Northern Lights during autumn and spring
Firstly, skies tend to be clearer in autumn and spring than in winter, when the sky is often cloudy due to snowfall. Also, the nights are darker with no snow blanket covering the ground (and darkness indeed is your ally when it comes to aurora sighting). Some roads and spots are also more easily accessible without snow.
In autumn and spring, the weather usually isn’t crispy enough to freeze the lakes and other bodies of water, which can offer a marvellous reflection of the Northern Lights playing in the sky. Milder weather also favours camping and spending the night outdoors. However, during spring we’d keep in mind that the nights get brighter particularly quick.
Northern Lights during winter
Northern Lights in December are hard to catch because the last month of the year usually brings the most frequent snowfall. Despite that, Lapland and other places in Northern Finland offer a great variety of activities you can combine with your aurora-hunt. This way, even if luck won’t smile this time, you’ll still have plenty to do.
All the winter months are excellent for skiing or snowboarding, going for a sleigh ride with huskies, dashing through the snowy fields with a snowmobile or relaxing in the sauna.
If the solar activity is high and the snowfall moderate in January and February, the conditions can be as good as in the autumn and spring. Although both aforementioned are predictable to some extent, in the end it’s still just weather and weather conditions can never be fully foreseen.
Flights to Lapland
See all Finnair's flights to Lapland >>
The ABC of going after the Northern Lights:1) The Northern Lights season starts in Finland in mid-August and ends in early April.
2) The best time for Aurora watching in Finland is around 22nd of September and 20th of March.
3) The northern lights can be visible in the winter months (November, December, January and February) if the sky is clear.
4) Sign up for the real-time alerts of Auroras Now! or get yourself an app, where you can check the forecast and have all the helpful information about the Northern Lights.
5) Get away from the bright artificial lights of cities and traffic. Go somewhere in natural open spaces where there is enough darkness and good sight for the sky.
6) Look for the starry sky. With a clear sky full of stars, the odds of seeing the aurora are in your favour! When possible, it would still be better to avoid planning your Lapland holiday during the new moon. Full moon might light up the sky to the extent where aurora starts looking dull.
7) It's also beneficial to watch the sky a prolonged amount of time as your eyes will continue adjust for about 30 minutes giving you a clearer and brighter experience.
8) Your chances of spotting the Northern Lights are better if you know in which direction to watch. Experienced tour operators say that the aurora almost always starts from the north. So better adjust your compass!
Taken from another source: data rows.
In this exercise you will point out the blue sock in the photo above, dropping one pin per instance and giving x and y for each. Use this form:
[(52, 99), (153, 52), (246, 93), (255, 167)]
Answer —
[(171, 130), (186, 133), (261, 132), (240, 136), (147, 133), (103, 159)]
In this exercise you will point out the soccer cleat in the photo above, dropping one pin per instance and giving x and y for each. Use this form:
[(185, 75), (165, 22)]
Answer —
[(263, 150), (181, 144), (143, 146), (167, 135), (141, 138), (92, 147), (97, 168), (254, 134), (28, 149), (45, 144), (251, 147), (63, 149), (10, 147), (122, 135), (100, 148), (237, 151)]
9) Because the lights might appear as unexpectedly as they disappear, stay outside and be on guard. The colourful sight can last from few minutes to hours. We promise you don’t want to miss this!
10) Dress accordingly. Whether you’re seeking the Northern Lights during autumn, winter or spring – keep yourself warm, because the nights in Lapland are cold throughout the Northern Lights season. You can, of course, stay in a glass-ceiling cottage or igloo, built especially for those who prefer to gaze the polar lights from a comfy bed.